Entre-temps, grâce à Dieu, Simon aura compris qu’il ne faut pas juger sur les apparences et le qu’en dira-t-on ? Qu’il ne faut pas non plus dresser des frontières définitives entre les bons et les mauvais, les justes et les infidèles, les dignes et les indignes.
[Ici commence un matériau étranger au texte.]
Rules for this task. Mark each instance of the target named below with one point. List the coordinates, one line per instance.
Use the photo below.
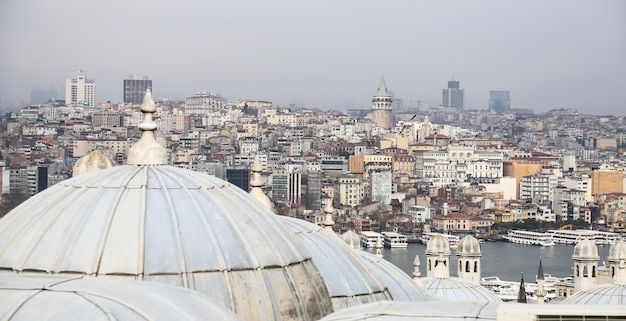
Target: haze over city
(323, 54)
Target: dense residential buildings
(486, 165)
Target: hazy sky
(323, 53)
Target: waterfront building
(499, 101)
(453, 95)
(135, 88)
(382, 106)
(80, 90)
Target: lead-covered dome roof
(456, 289)
(42, 298)
(468, 246)
(155, 222)
(586, 250)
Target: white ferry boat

N’est-ce pas grâce à la pécheresse aimante et pardonnée que Simon a découvert qu’il était, lui aussi, digne de pardon et appelé à se débarrasser de l’amour de la Loi pour vivre la Loi de l’amour ? Il ne suffit pas de « marcher droit selon la loi » pour être assuré de « marcher droit selon la vérité de l’Evangile ». De même, l’obéissance à « la pratique dominicale » ne prouve pas qu’on adopte pour autant les conséquences de conversion et d’engagement qu’exige l’eucharistie.
N’est-il pas surprenant que les « justes » que nous croyons être, avons tant de difficulté pour découvrir et confesser nos péchés envers l’Amour, parce que nous observons commandements et traditions ?
Aurions-nous oublié « le regard qui tue, la parole qui frappe comme un coup de poignard, l’indifférence qui raye quelqu’un de la carte, la calomnie qui casse une réputation » (1), alors que la foi engendre « le geste qui sauve, le sourire qui efface l’anonymat, l’attention qui remet à flot », la confiance qui crée, la bienveillance qui épanouit ?

(1) « Peut-on ressusciter ? », A. Reboux-Caubel, Centurion, p 23.